# Accidentally cut plug/wire to my compressor



## Zishan (Aug 14, 2006)

Hello all,

I have this trust little compressor that works wonders. The other day it wouldn’t work, like it was getting no power. The outlet was getting power, so I looked to the compressor and noticed something cut the power line. 

In an effort to fix it, I opened the line a little and added electrical connectors. Crimped them and plugged the compressor in, but still no power? 

Am I doing something wrong? Checked the outlet again, it is going power, no blow fuses. My other thought is to just cut the power cord and add a new plug to it. But there is this little plastic component on the wire between the cut and the plug. 

Thoughts?


----------



## steveinNEPA (Jun 13, 2014)

It looks like an EmTag. its an anti-theft device for the store. Serves no useful purpose for ya.


----------



## de-nagorg (Feb 23, 2014)

First off : those crimp on connectors are not for household wiring.

Second: they are hard to get to make a good contact. 

That device on the wire is ?

I would contact the manufacturer and get a new wire for this. 

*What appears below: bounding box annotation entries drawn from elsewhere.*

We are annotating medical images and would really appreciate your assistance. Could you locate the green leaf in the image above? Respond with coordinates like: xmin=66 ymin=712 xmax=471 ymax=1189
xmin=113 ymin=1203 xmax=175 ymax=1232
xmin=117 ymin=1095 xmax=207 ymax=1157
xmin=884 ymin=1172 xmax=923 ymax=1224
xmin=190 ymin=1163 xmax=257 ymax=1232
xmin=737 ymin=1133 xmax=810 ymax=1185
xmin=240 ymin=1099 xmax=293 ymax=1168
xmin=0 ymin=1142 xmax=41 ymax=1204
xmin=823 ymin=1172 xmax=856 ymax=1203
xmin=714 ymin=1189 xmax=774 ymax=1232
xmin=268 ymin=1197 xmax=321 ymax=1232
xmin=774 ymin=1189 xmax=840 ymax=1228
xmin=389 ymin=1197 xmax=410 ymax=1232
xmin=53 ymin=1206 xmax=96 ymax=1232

Or get a short cord from the hardware store and make myself a new wire for this compressor.


ED


----------



## joecaption (Nov 30, 2011)

Any hardware, or box store will have power tool cords with the male plug already built in.
Replace the whole cord.
Simple enough to check with a volt OHM meter to see if your getting voltage and continuity through that old cord.


----------



## Windows on Wash (Aug 30, 2011)

I would replace the cord as well or do a better splice repair.


----------



## landfillwizard (Feb 21, 2014)

Like the rest of the posters said, "replace the cord with a new one".


----------